ModelConfig

ModelConfig is the most important parameter in DT. It is used to set how to clean and preprocess the data automatically, and how to assemble various network components to building a neural nets for prediction tasks, as well as the setting of hyper-parameters of nets, etc. If you do not change any settings in ModelConfig, DT will work in most cases as well. However, you can get a better performance by tuning the parameters in ModelConfig.

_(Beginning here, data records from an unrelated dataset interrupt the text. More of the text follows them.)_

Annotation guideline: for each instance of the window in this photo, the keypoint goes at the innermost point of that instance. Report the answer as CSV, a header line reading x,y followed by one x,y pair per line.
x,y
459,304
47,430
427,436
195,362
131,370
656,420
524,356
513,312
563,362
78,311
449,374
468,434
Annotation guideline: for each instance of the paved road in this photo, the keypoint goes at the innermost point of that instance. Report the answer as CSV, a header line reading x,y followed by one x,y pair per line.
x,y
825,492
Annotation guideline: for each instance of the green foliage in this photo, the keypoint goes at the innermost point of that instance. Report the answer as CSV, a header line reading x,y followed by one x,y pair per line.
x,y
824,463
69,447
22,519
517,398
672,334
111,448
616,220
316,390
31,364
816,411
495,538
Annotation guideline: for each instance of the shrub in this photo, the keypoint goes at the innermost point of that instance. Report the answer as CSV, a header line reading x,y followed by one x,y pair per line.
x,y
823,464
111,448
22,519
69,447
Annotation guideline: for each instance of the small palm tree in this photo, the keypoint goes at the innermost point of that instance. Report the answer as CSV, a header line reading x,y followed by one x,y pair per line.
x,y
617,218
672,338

We describe in detail below.

Simple use case for ModelConfig

from deeptables.models.deeptable import DeepTable, ModelConfig
from deeptables.models.deepnets import DeepFM

conf = ModelConfig(
    nets=DeepFM, # same as `nets=['linear','dnn_nets','fm_nets']`
    categorical_columns='auto', # or categorical_columns=['x1', 'x2', 'x3', ...]
    metrics=['AUC', 'accuracy'], # can be `metrics=['RootMeanSquaredError']` for regression task
    auto_categorize=True,
    auto_discrete=False,
    embeddings_output_dim=20,
    embedding_dropout=0.3,
    )
dt = DeepTable(config=conf)
dt.fit(X, y)

Parameters

nets

list of str or custom function, (default=['dnn_nets'])

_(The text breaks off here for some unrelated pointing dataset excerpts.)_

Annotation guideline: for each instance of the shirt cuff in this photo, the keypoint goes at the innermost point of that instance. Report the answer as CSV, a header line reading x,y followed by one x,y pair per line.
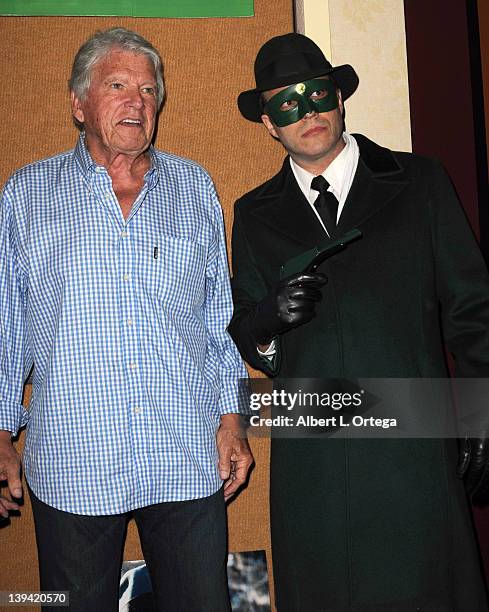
x,y
13,416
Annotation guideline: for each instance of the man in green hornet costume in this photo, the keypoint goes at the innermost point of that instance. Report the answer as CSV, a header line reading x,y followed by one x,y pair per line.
x,y
364,525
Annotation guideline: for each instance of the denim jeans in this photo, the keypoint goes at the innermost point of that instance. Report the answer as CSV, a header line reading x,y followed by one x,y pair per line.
x,y
184,546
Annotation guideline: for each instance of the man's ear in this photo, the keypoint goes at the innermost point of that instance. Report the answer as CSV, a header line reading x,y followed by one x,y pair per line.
x,y
340,102
269,125
76,108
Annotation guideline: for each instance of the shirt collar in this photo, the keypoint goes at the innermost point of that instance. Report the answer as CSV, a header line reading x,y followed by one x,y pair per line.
x,y
334,173
90,169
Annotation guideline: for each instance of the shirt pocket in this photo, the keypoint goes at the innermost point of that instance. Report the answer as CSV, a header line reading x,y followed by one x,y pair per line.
x,y
179,273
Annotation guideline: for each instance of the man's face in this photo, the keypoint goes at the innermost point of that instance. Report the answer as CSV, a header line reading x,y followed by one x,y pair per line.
x,y
119,109
315,139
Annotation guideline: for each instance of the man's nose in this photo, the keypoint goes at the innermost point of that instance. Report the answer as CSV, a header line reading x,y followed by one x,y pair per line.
x,y
310,113
135,98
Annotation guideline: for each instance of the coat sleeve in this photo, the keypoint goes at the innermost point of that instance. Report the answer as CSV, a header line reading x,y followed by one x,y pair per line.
x,y
15,354
462,281
249,288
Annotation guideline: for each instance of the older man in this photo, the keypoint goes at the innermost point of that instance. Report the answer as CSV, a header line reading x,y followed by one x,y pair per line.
x,y
114,286
364,525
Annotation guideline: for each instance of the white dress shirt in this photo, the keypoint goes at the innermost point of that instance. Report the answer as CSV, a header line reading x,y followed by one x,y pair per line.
x,y
339,175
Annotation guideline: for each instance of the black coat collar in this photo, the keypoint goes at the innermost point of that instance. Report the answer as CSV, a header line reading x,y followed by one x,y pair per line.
x,y
280,204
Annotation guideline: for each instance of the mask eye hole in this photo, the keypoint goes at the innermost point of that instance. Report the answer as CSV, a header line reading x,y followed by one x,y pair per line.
x,y
319,94
288,105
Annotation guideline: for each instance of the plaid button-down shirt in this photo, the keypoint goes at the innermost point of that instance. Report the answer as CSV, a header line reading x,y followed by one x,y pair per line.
x,y
125,324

You can use multiple components to compose neural network joint training to perform prediction tasks.

The value of nets can be any combination of component name, preset model and custom function.

components:

  • ‘dnn_nets’
  • ‘linear’
  • ‘cin_nets’
  • ‘fm_nets’
  • ‘afm_nets’
  • ‘opnn_nets’
  • ‘ipnn_nets’
  • ‘pnn_nets’,
  • ‘cross_nets’
  • ‘cross_dnn_nets’
  • ‘dcn_nets’,
  • ‘autoint_nets’
  • ‘fg_nets’
  • ‘fgcnn_cin_nets’
  • ‘fgcnn_fm_nets’
  • ‘fgcnn_ipnn_nets’
  • ‘fgcnn_dnn_nets’
  • ‘fibi_nets’
  • ‘fibi_dnn_nets’

preset models: (in package deeptables.models.deepnets)

  • DeepFM
  • xDeepFM
  • DCN
  • PNN
  • WideDeep
  • AutoInt
  • AFM
  • FGCNN
  • FibiNet

custom function:

def custom_net(embeddings, flatten_emb_layer, dense_layer, concat_emb_dense, config, model_desc):
    out = layers.Dense(10)(flatten_emb_layer)
    return out

examples:

from deeptables.models.deeptable import ModelConfig, DeepTable
from deeptables.models import deepnets
from tensorflow.keras import layers

#preset model
conf = ModelConfig(nets=deepnets.DeepFM)

#list of str(name of component)
conf = ModelConfig(nets=['linear','dnn_nets','cin_nets','cross_nets'])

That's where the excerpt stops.